The request was spearheaded by Washington, D.C.-based telecommunications and broadcasting law firm, Fletcher, Heald & Hildreth (“FHH”) on behalf of a coalition of full-power and Class A television licensees of repacked stations in Puerto Rico and the U.S. Virgin Islands to allow the stations to transition early. This request was filed in response to the devastation caused by Hurricanes Maria and Irma in fall 2017. Chairman Ajit Pai in a statement said that this measure is an, “important step to expedite the restoration of vital communication services.” Stations can start their testing of post-auction channels at 12:01 a.m. on July 1 and must discontinue operations on these channels no later than 11:59 p.m. on Aug. 1.
The filing, made by FHH attorney Davina Sashkin, Esq., emphasized that the current conditions on the island of Puerto Rico and the U.S. Virgin Islands made the request a smart and necessary move by the Commission. As noted in the filing, “If pre-hurricane economic and infrastructure conditions, particularly in Puerto Rico were poor, now conditions are dire.” This, the filing stressed, means that there “are simply not enough resources for broadcasters to contemplate building duplicate broadcast facilities over the course of the next 20-30 months.”
The devastation to island infrastructure generally and the broadcast community specifically, means that many television stations still, nearly four month after the hurricanes, are trying to rebuild.

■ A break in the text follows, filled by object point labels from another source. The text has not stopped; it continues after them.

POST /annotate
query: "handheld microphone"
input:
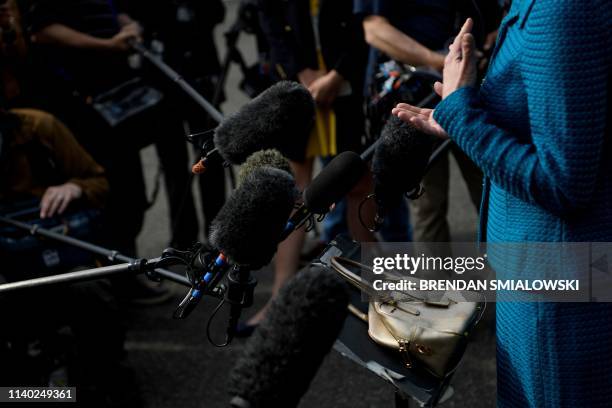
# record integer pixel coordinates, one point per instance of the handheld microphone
(248, 226)
(399, 164)
(247, 231)
(282, 356)
(269, 157)
(244, 232)
(279, 118)
(334, 182)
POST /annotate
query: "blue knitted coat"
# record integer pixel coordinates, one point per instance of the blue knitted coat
(538, 129)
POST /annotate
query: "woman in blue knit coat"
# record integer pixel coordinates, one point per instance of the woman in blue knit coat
(538, 129)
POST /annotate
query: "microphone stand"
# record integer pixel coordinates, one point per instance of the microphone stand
(133, 265)
(179, 80)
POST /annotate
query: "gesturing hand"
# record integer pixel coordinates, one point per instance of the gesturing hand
(420, 118)
(121, 40)
(56, 199)
(460, 64)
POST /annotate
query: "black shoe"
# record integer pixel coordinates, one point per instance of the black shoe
(245, 330)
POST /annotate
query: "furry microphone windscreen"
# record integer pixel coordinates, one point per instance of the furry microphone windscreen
(283, 355)
(334, 182)
(279, 118)
(248, 227)
(401, 158)
(269, 157)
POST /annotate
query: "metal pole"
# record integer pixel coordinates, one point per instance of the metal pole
(69, 277)
(111, 255)
(180, 81)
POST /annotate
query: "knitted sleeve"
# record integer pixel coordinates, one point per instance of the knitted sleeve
(565, 66)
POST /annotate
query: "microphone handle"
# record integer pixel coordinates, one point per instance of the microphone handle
(299, 217)
(239, 295)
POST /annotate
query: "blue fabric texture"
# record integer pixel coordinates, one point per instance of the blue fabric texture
(538, 129)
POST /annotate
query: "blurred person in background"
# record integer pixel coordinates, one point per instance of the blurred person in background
(416, 33)
(65, 335)
(182, 31)
(319, 44)
(81, 48)
(14, 67)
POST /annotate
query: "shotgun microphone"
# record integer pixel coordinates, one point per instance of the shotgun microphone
(282, 356)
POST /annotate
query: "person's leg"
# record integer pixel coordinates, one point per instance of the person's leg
(288, 255)
(212, 193)
(335, 221)
(172, 152)
(429, 210)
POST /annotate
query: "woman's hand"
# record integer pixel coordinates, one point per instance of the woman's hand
(460, 67)
(459, 70)
(325, 89)
(57, 198)
(122, 40)
(420, 118)
(307, 76)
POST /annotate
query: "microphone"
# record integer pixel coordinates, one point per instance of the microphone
(247, 230)
(248, 226)
(399, 164)
(334, 182)
(279, 118)
(282, 356)
(270, 157)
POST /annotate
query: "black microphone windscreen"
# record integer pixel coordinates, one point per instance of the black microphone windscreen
(248, 227)
(284, 353)
(269, 157)
(281, 118)
(334, 182)
(400, 159)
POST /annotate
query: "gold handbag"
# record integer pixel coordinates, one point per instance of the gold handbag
(433, 332)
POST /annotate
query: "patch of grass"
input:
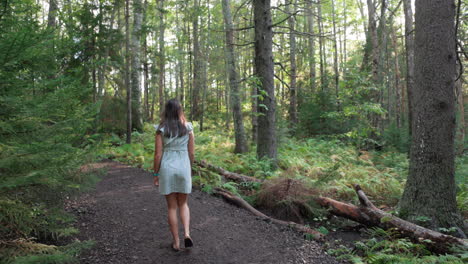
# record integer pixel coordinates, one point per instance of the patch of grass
(329, 165)
(385, 247)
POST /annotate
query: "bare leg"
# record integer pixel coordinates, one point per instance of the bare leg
(171, 200)
(184, 212)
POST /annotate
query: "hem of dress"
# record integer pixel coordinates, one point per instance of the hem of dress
(176, 192)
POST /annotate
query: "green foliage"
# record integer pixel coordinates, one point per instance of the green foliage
(385, 247)
(46, 130)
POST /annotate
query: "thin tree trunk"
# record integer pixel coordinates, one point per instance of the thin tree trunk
(409, 44)
(127, 72)
(197, 78)
(461, 112)
(430, 187)
(397, 79)
(137, 121)
(266, 143)
(103, 69)
(52, 16)
(345, 58)
(321, 47)
(145, 65)
(373, 41)
(335, 55)
(162, 56)
(292, 60)
(311, 55)
(241, 141)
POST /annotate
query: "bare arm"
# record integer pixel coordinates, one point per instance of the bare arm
(191, 147)
(157, 156)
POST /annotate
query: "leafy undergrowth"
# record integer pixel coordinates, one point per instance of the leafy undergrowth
(310, 166)
(385, 247)
(328, 165)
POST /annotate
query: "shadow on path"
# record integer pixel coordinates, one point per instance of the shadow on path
(126, 217)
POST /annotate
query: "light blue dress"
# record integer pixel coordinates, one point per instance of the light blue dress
(175, 173)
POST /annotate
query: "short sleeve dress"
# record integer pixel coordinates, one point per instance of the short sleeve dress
(175, 171)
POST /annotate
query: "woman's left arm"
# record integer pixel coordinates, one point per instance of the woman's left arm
(157, 156)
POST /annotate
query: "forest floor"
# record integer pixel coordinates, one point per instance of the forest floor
(126, 217)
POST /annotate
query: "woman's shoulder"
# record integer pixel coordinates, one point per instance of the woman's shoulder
(158, 127)
(189, 126)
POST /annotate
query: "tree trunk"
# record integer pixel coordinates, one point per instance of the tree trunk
(161, 57)
(398, 101)
(462, 123)
(197, 64)
(323, 77)
(409, 44)
(335, 54)
(127, 72)
(292, 60)
(266, 142)
(311, 55)
(103, 68)
(137, 121)
(241, 141)
(373, 41)
(370, 215)
(243, 204)
(366, 213)
(52, 16)
(430, 187)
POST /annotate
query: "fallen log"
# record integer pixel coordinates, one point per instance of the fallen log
(232, 198)
(368, 214)
(227, 174)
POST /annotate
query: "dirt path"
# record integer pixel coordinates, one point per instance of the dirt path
(126, 217)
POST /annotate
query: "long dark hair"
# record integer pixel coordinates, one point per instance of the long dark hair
(173, 119)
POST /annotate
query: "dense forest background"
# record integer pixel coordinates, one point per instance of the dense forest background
(75, 73)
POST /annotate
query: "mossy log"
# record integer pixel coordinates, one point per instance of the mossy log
(234, 199)
(227, 174)
(366, 213)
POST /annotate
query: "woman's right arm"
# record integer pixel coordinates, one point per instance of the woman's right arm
(191, 147)
(157, 156)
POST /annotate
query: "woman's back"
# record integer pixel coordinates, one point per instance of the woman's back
(175, 169)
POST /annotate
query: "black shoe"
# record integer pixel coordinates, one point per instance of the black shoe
(174, 248)
(188, 242)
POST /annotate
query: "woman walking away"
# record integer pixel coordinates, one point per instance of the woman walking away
(173, 159)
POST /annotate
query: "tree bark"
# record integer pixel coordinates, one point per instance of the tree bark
(292, 60)
(127, 72)
(227, 174)
(266, 143)
(137, 121)
(370, 215)
(398, 101)
(373, 41)
(366, 213)
(323, 77)
(430, 187)
(243, 204)
(240, 138)
(409, 44)
(103, 68)
(197, 64)
(162, 56)
(52, 16)
(335, 54)
(311, 55)
(461, 112)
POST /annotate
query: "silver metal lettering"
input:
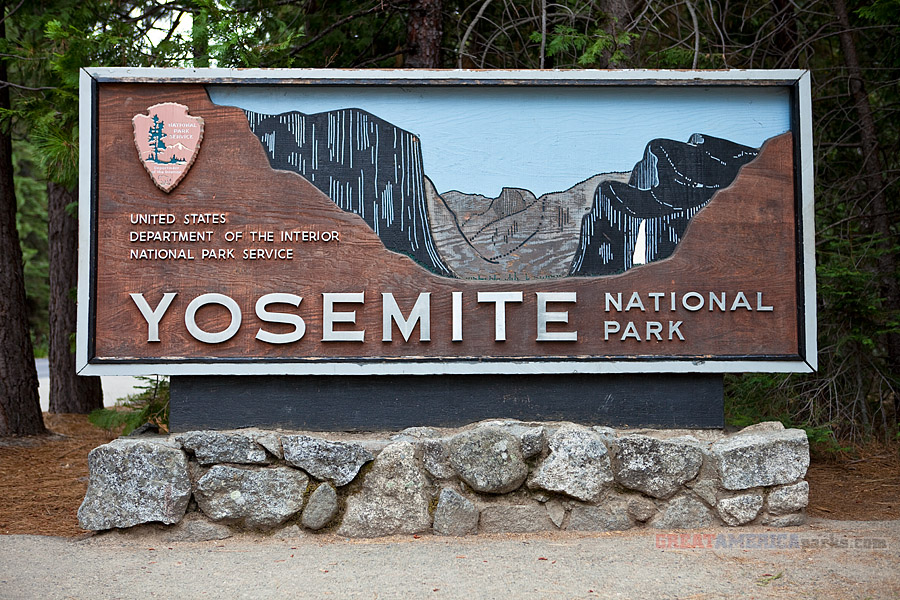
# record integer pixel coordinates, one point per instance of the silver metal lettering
(420, 313)
(276, 317)
(153, 316)
(330, 317)
(204, 336)
(499, 299)
(544, 317)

The stations were facing a Phase 3 transition, which would have required rebuilding the stations now, only to have to build new facilities in 2019. The capital demands for a double-build were simply too much for the broadcasters of the island to bear twice in such a short period of time. Therefore, the coalition requested the Commission to permit building of facilities only once on the reassignment channels to avoid costly expenses. This timing allows Puerto Rico and the U.S. Virgin Islands TV broadcasters to utilize currently available funds from federal disaster relief and low-cost government loans in combination with repack reimbursement funds to begin the process of returning stations to full operation.
“The broadcasters on the islands are working together in a collaborative way to rebuild, and they wanted to be able to maximize this opportunity to coordinate building the new television infrastructure required in the post-Auction environment,” said Sashkin. “The FCC agreed that these licensees, who have been through so much, should have the opportunity to minimize costs, maximize coordinated effort, and speed rebuilding of a vibrant, integral industry that provides news, information, and entertainment to more than three million American citizens each day.”
On a recent trip to Puerto Rico, Chairman Ajit Pai said that there are no dedicated funds available to the FCC to assist broadcasters, requiring the Commission to be “creative” in solving this problem. It is Sashkin’s and the coalition’s belief that granting this early transition is the type of creative solution that the FCC needs to rebuild the region’s broadcasting systems.